Friday, June 20, 2014

Post-Divorce Self-Help Books, and . . . Books for the Bar

Author Dawn Powell, 1914
I'm a great lover of cocktail culture, but it just doesn't feel right to hit my favorite craft cocktail bars alone on the weekends.

However . . . opening time, at around 5:30pm on a Saturday can be great.  No one's there, no one is coveting your seat at the bar, and it's a great time to crack open a book and enjoy a creative libation.

But there is a quandary here:  I want to recommend two of the books that helped me most in getting through my divorce and post-divorce trauma with one mini-tragedy after another, but do you really want to take a self-help book into a bar?

I self-helped myself like crazy, reading literally dozens of pop-psych books on depression, anxiety, stress, divorce, co-dependency, positive thinking, midlife dating, and more.  But I don't want you to have to read through all of those thousands of pages.

In particular, the midlife dating guides were worst.  The conventional wisdom:  Get cracking, sister.  You'll have to claw like a tiger and be ready to serve your man like never before just to get a sub-par guy to pay attention to you.  Because, sorry, at midlife, available single women are the cream of the crop, while their single male counterparts are the maladjusted, misanthropic leftovers.  And, we have to fight over them . . . or spend the rest of our lives alone.  Don't read these books, ladies!

Here are my top two woo-woo must-reads:

Ask and It is Given by Esther and Jerry Hicks
I Need Your Love:  Is that True? by Byron Katie

Both of these books will put your mind in a better place, without dozens of complex steps or mind-bending concepts to internalize.  Both are straight-forward, clear, and you'll have your aha moment inside of an hour.

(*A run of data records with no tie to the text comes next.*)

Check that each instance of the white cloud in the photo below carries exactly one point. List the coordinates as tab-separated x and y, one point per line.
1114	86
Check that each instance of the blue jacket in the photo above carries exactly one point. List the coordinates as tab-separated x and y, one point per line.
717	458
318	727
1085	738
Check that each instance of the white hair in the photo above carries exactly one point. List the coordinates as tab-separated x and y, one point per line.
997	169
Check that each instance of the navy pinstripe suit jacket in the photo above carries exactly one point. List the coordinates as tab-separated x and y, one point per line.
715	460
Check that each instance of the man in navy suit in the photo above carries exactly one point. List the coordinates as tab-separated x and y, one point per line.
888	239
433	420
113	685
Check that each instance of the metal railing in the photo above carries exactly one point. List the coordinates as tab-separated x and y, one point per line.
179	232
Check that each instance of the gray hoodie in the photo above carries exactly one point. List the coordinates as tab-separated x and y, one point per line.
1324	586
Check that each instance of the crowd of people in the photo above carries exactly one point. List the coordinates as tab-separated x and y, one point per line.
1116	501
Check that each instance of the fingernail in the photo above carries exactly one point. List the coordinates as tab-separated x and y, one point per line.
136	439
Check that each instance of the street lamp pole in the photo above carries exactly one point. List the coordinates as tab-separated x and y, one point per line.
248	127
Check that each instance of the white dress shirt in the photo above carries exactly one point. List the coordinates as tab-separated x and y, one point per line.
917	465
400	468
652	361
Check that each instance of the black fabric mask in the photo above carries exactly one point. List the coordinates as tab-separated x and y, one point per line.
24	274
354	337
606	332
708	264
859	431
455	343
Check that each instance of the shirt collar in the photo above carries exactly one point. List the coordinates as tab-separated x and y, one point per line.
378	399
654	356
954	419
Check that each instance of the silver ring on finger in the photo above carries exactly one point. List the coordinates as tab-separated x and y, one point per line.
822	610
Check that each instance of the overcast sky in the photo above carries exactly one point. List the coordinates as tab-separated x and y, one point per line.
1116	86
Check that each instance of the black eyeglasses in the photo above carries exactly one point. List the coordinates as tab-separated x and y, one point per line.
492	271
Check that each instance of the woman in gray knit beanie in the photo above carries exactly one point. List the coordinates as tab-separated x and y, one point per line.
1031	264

But . . . do you want to be seen reading the aforementioned woo-woo in public?  Hmmm, probably not.

So, let me recommend the following tales of women who made their own choices in life, and wouldn't be afraid to have a cocktail on their own:
The Red Leather Diary by Lily Koppel
Auntie Mame by Patrick Dennis
The Women by T.C. Boyle
Unsuitable for Ladies: An Anthology of Women Travellers by Jane Robinson

In the spirit of the cocktail's heyday, I also recommend any novel by Dawn Powell,but especially my favorite, Angels on Toast.  Here's a wonderful encomium about Powell, "How Dawn Powell can save your life," from 1999.  And, find her Wikipedia bio here.  If you're fascinated by Manhattan from the 1930s through 1950s (as I am), you'll want to know about this neglected author.

Try it:  If your friends are all occupied, and you're just dying to get out of the house on a less-than-beautiful Saturday or Sunday afternoon, hit one of your town's upscale cocktail bars, and kick back with a book and a little borrowed panache.  Pretty soon, the charm and charisma will be all yours.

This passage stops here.